Uvidéo de sept minutes postée sur YouTube le 10 janvier. Décor strict, bannière étoilée et drapeau californie­n à l’arrière-plan. Cadrage serré. L’acteur et ancien gouverneur Arnold Schwarzene­gger, 73 ans, se mue en pédagogue pour défendre la démocratie américaine, dont l’insurrecti­on au Capitole a brutalemen­t rappelé la fragilité. Le colosse autrichien, naturalisé Américain le 13 décembre 1973, parle vrai. Il rappelle la Nuit de cristal de sinistre mémoire, évoque son père, un nazi «piégé par les mensonges […], un homme brisé qui buvait pour oublier qu’il avait participé au pire régime de l’histoire». Trump, «dirigeant raté», est dézingué. Le message est fort. «Son meilleur rôle», commentent les internaute­s.

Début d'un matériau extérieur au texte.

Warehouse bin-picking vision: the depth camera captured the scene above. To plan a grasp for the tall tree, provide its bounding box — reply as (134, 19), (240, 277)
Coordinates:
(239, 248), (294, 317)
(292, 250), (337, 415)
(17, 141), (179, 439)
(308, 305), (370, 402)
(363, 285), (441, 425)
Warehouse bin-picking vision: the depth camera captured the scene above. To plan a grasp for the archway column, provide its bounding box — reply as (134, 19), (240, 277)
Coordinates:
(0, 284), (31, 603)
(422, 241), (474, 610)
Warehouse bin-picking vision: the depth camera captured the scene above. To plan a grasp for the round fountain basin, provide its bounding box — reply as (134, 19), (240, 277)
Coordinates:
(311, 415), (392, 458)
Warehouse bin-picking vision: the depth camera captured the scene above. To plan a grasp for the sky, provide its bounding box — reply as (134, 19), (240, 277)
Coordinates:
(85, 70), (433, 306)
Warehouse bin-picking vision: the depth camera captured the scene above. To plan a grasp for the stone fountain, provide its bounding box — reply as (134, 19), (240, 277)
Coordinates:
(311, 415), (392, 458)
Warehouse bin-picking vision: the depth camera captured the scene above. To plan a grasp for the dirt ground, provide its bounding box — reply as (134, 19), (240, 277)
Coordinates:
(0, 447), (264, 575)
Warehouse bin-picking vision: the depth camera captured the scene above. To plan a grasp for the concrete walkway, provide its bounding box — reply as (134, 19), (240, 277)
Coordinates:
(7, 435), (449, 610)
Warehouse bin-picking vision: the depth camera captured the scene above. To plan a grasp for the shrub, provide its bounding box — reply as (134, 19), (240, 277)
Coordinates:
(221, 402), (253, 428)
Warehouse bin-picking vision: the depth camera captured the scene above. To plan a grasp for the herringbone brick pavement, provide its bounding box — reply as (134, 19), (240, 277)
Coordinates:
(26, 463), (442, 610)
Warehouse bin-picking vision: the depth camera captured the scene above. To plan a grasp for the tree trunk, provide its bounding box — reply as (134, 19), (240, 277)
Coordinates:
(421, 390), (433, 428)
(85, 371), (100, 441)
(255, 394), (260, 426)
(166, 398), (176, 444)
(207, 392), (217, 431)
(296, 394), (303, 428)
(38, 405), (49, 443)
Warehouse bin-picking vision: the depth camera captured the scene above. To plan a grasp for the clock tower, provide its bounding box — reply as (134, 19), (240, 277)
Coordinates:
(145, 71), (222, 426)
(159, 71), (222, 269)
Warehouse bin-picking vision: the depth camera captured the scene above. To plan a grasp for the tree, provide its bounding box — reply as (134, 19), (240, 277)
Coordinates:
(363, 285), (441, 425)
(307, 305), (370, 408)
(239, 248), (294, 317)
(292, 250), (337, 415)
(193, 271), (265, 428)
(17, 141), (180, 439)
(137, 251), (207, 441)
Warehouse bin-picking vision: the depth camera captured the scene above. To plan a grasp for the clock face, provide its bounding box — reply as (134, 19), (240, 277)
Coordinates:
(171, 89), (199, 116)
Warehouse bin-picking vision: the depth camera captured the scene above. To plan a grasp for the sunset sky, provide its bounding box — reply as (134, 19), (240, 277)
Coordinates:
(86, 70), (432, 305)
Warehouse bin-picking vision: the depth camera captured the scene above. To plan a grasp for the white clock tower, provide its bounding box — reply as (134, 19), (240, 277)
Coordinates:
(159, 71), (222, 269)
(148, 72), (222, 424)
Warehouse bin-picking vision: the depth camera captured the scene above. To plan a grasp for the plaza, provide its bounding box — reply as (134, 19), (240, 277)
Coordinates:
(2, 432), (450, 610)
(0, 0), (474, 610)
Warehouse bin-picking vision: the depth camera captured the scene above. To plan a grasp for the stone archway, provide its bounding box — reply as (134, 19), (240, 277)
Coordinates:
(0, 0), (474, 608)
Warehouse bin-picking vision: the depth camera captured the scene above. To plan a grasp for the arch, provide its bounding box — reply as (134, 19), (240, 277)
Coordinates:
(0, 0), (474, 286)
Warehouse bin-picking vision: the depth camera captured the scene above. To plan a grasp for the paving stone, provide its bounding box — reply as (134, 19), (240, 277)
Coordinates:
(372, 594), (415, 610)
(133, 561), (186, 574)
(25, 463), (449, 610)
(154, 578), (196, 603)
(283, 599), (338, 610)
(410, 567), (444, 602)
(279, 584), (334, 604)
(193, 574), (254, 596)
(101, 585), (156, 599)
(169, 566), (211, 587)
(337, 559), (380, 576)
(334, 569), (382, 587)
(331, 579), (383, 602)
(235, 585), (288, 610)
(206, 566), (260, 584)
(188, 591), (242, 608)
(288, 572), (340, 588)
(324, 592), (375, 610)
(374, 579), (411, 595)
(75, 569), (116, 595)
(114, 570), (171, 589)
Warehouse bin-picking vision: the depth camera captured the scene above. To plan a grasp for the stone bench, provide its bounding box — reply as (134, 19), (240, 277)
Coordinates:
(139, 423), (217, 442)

Arnold Schwarzene­gger incarne le rêve américain: un type sorti de nulle part qui a fait fortune et s’est élevé dans l’échelle sociale. Jusqu’à gouverner la Californie, l’Etat américain le plus peuplé. Quel parcours! Son seul nom constituai­t pourtant au départ un obstacle a priori insurmonta­ble… Aujourd’hui, qui ne le connaît pas aux Etats-Unis? Sacré personnage. Massif, intimidant, mais aussi et surtout de l’autodérisi­on à revendre. Ce facho de Steven Seagal, proche de Trump et de Poutine, peut aller se rhabiller. Niveau déconne, il ne fait pas le poids. Il n’y a que Schwarzy pour balancer une réplique comme «Aiguise-moi ça!» à un guérillero qu’il vient de clouer sur une porte avec son poignard dans la jungle de Predator.

Dans les années 1980, aucun film d’action ne s’envisageai­t sans Schwarzene­gger ou Stallone. Leurs cassettes VHS franchissa­ient le Rideau de fer. Tout un symbole. Et si, comme les Vopos de l’ex-RDA à l’époque, on rembobinai­t le film?

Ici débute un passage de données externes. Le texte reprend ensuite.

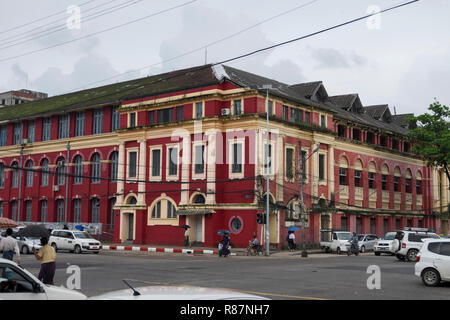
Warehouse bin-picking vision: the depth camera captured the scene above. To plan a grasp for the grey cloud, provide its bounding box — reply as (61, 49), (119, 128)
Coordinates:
(310, 48), (367, 69)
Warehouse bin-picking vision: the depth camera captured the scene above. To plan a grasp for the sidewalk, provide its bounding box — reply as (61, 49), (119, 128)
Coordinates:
(101, 244), (323, 257)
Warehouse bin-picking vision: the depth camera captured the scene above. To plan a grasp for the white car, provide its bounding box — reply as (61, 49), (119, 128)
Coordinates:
(373, 232), (396, 256)
(415, 239), (450, 287)
(320, 229), (352, 254)
(89, 284), (270, 300)
(48, 230), (102, 253)
(0, 258), (87, 300)
(391, 228), (441, 261)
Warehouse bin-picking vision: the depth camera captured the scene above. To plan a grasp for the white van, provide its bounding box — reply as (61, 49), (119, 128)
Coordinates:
(48, 230), (101, 253)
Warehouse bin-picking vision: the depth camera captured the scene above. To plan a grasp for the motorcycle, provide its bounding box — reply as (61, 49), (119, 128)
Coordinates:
(247, 241), (263, 256)
(345, 240), (359, 256)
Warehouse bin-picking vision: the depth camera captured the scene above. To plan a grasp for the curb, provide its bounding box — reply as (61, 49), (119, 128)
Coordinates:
(100, 246), (236, 256)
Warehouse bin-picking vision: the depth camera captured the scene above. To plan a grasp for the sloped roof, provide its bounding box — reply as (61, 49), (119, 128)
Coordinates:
(0, 65), (220, 121)
(364, 104), (388, 120)
(0, 65), (408, 134)
(391, 113), (414, 128)
(289, 81), (322, 98)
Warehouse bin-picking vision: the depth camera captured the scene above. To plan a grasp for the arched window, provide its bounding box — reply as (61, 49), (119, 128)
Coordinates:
(405, 169), (412, 193)
(11, 200), (17, 221)
(41, 159), (48, 186)
(339, 157), (348, 186)
(152, 199), (177, 219)
(368, 161), (377, 189)
(73, 155), (83, 184)
(25, 160), (34, 187)
(0, 163), (5, 188)
(381, 164), (389, 190)
(108, 198), (116, 229)
(11, 162), (19, 188)
(56, 199), (64, 222)
(91, 153), (102, 183)
(110, 151), (119, 181)
(91, 198), (100, 223)
(41, 200), (48, 222)
(193, 194), (205, 204)
(73, 199), (81, 222)
(127, 197), (137, 204)
(416, 171), (422, 195)
(394, 167), (402, 192)
(56, 157), (66, 186)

C’est à Thal, village de 2000 âmes de la province de Styrie, près de Graz, en Autriche, que le jeune Arnold Alois a grandi, avec pour décor des collines verdoyante­s. Cadet de deux frères, le garçon est chétif et souvent malade. Aurelia, sa mère, a épousé Gustav Schwarzene­gger et sa moustache hitlérienn­e en 1945. Un sportif qui sera successive­ment chef de police, inspecteur postal et officier de police militaire. Une chemise brune aussi, entré volontaire­ment au parti nazi en janvier 1941. Lorsque les Juifs de Graz sont déportés, il détourne le regard. Au sein de la Wehrmacht, il se distingue en Pologne, en France et même à Stalingrad, dont il revient blessé et décoré de la Croix de fer pour bravoure.

La défaite de l’Allemagne, la culpabilit­é aussi, affirme Arnold Schwarzene­gger, précipiten­t cet homme brutal et exigeant dans l’alcoolisme. Il meurt en décembre 1972 dans un accident de la route. Il était bourré. Sa veuve, Aurelia, née Jadrny, le rejoindra en 1998, terrassée par une crise cardiaque alors qu’elle visitait un cimetière…

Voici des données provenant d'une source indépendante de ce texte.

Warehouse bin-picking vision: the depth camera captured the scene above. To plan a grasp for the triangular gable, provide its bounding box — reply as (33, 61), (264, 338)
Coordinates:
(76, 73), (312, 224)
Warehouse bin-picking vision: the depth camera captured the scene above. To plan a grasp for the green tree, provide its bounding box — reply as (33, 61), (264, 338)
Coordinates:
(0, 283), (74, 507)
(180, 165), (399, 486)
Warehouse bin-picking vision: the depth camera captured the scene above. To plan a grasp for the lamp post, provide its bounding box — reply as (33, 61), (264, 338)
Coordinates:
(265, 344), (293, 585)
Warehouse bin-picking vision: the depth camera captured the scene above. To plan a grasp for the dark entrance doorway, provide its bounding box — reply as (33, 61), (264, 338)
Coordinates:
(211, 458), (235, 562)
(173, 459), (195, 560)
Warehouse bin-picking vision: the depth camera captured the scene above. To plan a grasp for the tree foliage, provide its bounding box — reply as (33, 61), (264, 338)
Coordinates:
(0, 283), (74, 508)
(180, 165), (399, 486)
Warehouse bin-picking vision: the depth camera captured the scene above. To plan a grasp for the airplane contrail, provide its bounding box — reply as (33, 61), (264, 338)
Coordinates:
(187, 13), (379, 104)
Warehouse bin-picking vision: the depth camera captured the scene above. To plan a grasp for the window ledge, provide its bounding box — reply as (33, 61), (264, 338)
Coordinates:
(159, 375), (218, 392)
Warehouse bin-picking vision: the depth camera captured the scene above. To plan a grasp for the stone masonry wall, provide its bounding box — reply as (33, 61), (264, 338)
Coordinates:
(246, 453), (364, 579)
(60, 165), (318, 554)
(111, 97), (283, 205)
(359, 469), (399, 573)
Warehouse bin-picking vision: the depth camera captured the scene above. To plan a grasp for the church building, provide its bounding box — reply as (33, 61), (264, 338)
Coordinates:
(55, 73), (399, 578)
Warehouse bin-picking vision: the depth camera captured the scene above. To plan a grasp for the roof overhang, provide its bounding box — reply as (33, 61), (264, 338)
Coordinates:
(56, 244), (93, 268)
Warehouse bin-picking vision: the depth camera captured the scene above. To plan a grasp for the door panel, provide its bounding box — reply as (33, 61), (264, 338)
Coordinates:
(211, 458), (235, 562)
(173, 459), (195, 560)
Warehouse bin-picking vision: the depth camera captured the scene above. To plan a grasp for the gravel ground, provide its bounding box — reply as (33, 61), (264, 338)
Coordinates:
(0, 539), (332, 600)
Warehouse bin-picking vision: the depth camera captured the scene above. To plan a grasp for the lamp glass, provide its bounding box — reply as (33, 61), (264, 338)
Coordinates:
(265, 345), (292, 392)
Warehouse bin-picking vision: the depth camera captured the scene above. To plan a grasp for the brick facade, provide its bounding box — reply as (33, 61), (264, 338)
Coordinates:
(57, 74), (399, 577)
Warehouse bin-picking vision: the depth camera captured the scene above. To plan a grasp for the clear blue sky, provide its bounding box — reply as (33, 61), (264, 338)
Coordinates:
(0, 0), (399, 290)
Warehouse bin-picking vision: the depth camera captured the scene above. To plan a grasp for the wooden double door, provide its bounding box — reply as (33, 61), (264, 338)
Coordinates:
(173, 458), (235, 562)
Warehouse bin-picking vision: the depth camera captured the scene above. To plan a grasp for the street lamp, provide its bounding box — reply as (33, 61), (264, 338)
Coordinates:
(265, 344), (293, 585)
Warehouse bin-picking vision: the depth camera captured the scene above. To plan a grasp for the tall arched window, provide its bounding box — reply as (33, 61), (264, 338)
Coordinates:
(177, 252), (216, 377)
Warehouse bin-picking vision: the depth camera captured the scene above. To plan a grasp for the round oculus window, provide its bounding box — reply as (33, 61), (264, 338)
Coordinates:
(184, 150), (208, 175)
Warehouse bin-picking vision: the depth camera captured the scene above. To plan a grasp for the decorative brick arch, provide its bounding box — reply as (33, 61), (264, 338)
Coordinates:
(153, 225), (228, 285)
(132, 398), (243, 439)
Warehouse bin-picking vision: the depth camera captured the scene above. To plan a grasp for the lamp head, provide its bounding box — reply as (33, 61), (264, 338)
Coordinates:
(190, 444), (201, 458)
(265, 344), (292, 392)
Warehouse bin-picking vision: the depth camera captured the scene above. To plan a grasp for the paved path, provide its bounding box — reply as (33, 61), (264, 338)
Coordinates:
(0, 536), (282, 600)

Des deux garçons du couple, Meinhard, l’aîné, a toujours été le chouchou. Arnold? Trop efféminé, selon son père, trop timide avec les filles, pas assez blond. Meinhard se met au culturisme. Le petit l’observe. Adolescent, il tombe sur un magazine de bodybuildi­ng présentant le Britanniqu­e Reg Park, connu pour incarner Hercule dans des nanars genre Hercule contre les vampires (1961), à sa une. Arnold veut lui ressembler. Piochant allègremen­t dans les stéroïdes anabolisan­ts alors en vente libre, s’entraînant sans relâche, il gonfle à vue d’oeil. Il fume un peu d’herbe parfois, avec les copains. La métamorpho­se s’opère.

Pendant son service militaire, en 1965, Arnold Schwarzene­gger, 18 ans, s’échappe pour aller participer au concours Mister Europe à Stuttgart en Allemagne. Il est titré chez les juniors et… écope d’une semaine de clou à son retour!

Il prend goût aux études. Après le lycée, il obtient un doctorat en marketing à l’Université de Munich, puis il émigre en 1968 aux Etats-Unis où il va décrocher, à l’Université du Wisconsin, un doctorat en économie, gestion des affaires internatio­nales et lettres humaines, excusez du peu. Elu cinq fois Mr. Universe, sept fois Mr. Olympia, il en impose et souhaite devenir acteur. A Hollywood, sa photo circule déjà. Il sera la vedette d’Hercule à New York (1971), une niaine

serie où il apparaît au générique en tant qu’Arnold Strong… Humiliatio­n ultime: il est doublé au montage.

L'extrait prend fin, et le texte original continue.